2022-07-20 21:43:35

by rtl8821cerfe2

[permalink] [raw]
Subject: rtw88: Doesn't work for 60-90 seconds several times a day

Hello.

I am unable to open any sites in Firefox for 60-90 seconds at a time.
On one occasion it was 156 seconds. Firefox gives up after 20 seconds
or so. NetworkManager reports "limited connectivity". The router doesn't
reply to pings. The journal shows that the laptop remains connected to
the router. This happens several times a day.

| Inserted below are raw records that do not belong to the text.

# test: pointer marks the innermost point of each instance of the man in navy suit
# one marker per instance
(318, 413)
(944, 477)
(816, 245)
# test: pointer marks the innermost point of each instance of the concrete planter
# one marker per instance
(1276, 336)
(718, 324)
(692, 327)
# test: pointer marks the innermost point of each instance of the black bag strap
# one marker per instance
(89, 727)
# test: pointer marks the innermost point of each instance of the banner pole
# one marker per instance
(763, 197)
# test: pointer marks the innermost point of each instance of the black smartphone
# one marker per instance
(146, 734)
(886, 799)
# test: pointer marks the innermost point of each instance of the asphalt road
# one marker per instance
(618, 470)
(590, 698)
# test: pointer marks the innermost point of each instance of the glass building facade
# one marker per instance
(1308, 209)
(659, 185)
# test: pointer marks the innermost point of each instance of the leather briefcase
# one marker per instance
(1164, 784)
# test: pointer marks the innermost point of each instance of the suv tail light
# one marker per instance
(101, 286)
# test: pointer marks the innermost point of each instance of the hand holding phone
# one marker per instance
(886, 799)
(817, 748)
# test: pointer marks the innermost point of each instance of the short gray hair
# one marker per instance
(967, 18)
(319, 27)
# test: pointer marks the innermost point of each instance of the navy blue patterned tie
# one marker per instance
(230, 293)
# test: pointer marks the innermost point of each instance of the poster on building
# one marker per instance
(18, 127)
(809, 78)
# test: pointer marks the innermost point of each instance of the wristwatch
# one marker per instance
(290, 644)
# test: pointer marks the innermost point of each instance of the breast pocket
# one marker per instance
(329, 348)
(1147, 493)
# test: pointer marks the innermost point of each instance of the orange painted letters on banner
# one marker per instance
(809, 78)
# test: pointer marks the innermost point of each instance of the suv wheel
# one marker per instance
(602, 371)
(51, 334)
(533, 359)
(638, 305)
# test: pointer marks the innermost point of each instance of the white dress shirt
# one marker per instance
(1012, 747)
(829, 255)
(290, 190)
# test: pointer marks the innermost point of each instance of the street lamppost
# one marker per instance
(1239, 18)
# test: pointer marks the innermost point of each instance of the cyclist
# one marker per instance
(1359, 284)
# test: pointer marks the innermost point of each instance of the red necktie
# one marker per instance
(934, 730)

However, my IRC client seems to be unaffected. It never detected any
abnormally high lag during these events, not even the one that lasted
156 seconds. It checks the lag every 30 seconds. Also, the bot named
"phrik" from the #archlinux-offtopic channel reacts immediately when
I send it "!ping" during one of these events. (It sends back "pong".)
So I guess existing connections are not affected.

I have had this problem ever since support for RTL8821CE with RFE 2
was added. (The wifi card's RFE type is 2.)

Other devices connected to the same router don't have this problem.

The laptop and the router are in the same room. The distance
between them is about 3 meters.


These are the things I tried which did not help:

- The rtw88_core option disable_lps_deep=1

- `iw wlo1 set power_save off`

- Installing wireless-regdb and uncommenting my country in
/etc/conf.d/wireless-regdom

- Switching the router to "n only" mode. Previously it was in "b/g/n"
mode.

- Making the router use channel 9 instead of "auto". By itself it was
selecting channels 1 or 11 the few times I checked that. Channel 9
seemed less crowded than those.

- Making the router use 40 MHz channel width instead of the "20/40"
setting. This doubled the speed but didn't help with my problem.

- The firmware from the rtl8821ce driver [0] (version 20.1.0),
instead of the one from linux-firmware (version 24.11.0). I used the
one with the length of 137616 bytes.

This doesn't happen with the rtl8821ce driver, which is why I extracted
that firmware from it, to see if it's a firmware issue.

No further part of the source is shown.